Smart Government asks the question: How can we use technology and data to deliver better services and make better decisions? To help the government better serve the people, Smart Dublin has established a number of exciting projects. These include Dublinked, an innovative non-personal data repository and network that is freely accessible to anyone. This includes passenger information on public transport, to the footfall counts of local pedestrian walkways. Data is the future for smart governance, aiding decision-making processes and future-proofing the city.
Other exciting projects include: 3D modelling to aid spatial planning for city development; drone registration and management protocols; and a smart Internet of Things for asset management.
Smart Living ask the question: How can collaborative technologies help bring communities together and improve citizen well-being? Using digital technology and smart infrastructure, Smart Dublin aims to improve the lives of local residents by improving their environment and overall health. The initiative has many interesting projects. These range from the addition of smart furniture to the city streets, to apps that catalogue the walkability and rollability of areas, making them more accessible for all citizens.

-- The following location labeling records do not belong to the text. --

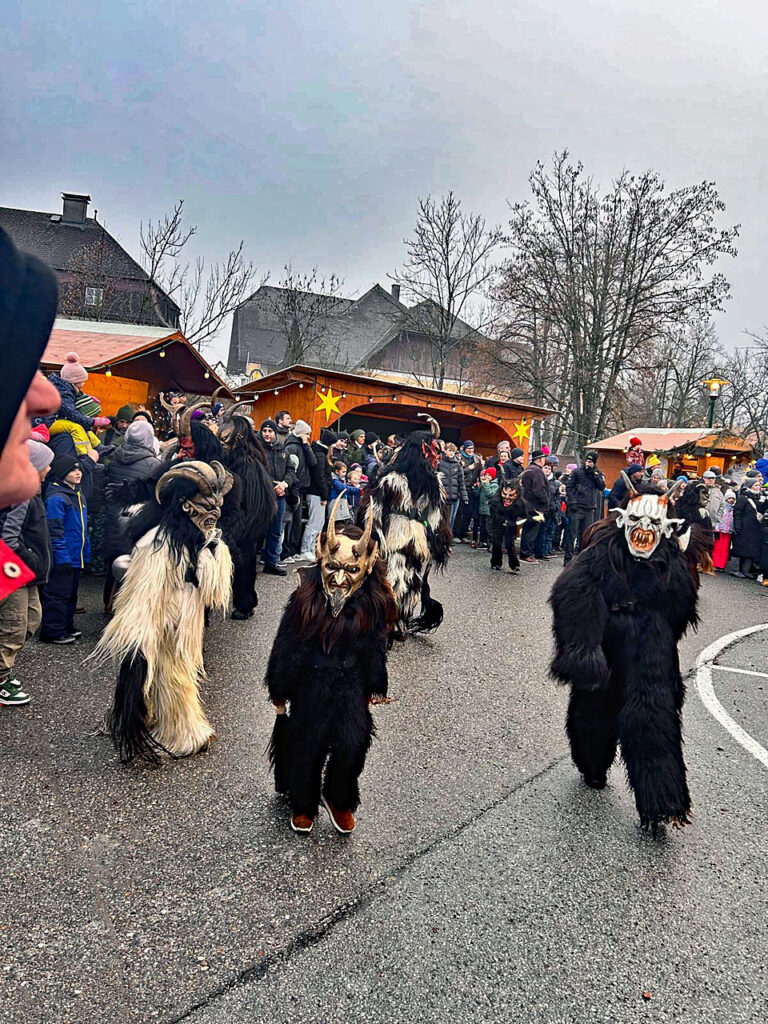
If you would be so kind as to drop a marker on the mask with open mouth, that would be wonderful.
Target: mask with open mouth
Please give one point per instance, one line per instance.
(344, 559)
(644, 520)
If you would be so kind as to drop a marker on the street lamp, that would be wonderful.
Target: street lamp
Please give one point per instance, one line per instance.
(714, 386)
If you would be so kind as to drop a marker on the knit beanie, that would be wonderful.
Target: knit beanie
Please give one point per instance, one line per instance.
(72, 371)
(61, 465)
(140, 433)
(40, 455)
(87, 404)
(41, 433)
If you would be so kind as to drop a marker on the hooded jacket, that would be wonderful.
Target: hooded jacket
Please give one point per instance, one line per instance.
(68, 522)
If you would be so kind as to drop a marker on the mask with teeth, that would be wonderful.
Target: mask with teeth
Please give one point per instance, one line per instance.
(644, 520)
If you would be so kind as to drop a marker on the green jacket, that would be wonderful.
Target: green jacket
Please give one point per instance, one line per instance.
(486, 493)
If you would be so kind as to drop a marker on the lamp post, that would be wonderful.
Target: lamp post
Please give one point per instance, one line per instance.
(714, 385)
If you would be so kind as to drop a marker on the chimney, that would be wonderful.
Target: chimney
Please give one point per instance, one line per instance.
(75, 208)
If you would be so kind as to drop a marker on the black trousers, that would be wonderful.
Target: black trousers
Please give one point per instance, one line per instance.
(527, 538)
(59, 598)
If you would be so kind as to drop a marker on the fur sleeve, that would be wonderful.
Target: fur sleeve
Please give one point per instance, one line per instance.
(580, 617)
(215, 577)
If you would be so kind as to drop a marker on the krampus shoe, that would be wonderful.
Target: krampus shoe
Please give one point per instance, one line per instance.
(343, 821)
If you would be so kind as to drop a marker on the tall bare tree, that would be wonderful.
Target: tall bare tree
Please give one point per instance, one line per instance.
(205, 296)
(606, 274)
(307, 307)
(446, 270)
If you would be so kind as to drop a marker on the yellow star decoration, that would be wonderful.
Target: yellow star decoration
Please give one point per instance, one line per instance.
(329, 403)
(522, 431)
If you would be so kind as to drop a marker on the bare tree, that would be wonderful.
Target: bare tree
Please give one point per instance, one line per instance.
(446, 269)
(307, 307)
(205, 297)
(608, 273)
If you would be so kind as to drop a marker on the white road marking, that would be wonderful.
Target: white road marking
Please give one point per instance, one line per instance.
(709, 697)
(742, 672)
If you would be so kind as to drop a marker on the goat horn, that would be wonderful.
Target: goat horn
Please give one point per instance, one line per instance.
(434, 425)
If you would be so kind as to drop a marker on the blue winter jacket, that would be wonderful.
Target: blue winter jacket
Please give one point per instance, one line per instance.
(68, 522)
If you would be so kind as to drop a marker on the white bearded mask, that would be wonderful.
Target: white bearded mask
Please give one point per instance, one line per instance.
(645, 522)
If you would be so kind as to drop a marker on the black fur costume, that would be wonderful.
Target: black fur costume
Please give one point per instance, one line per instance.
(328, 669)
(617, 621)
(250, 506)
(411, 523)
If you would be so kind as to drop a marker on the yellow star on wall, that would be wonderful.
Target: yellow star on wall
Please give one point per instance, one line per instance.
(329, 403)
(522, 431)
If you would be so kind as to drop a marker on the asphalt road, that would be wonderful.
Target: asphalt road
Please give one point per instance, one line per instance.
(483, 883)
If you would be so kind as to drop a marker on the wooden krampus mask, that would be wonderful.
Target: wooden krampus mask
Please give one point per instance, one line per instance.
(344, 559)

Other Smart Living projects include: WIFI4EU, a comprehensive free WiFi services for all of the city’s residents; connected life saving equipment, such as connected life buoys, that updates the status of each life buoy, alerting the government when one is reported missing or stolen; and smart street furniture with integrated solar powered phone and e-bike charging ports, WiFi, digital advertising space, and smart bike locking systems.
With dedicated smart districts and a focus on these key themes, Dublin is well on the way to becoming a sustainable and future-proof smart city.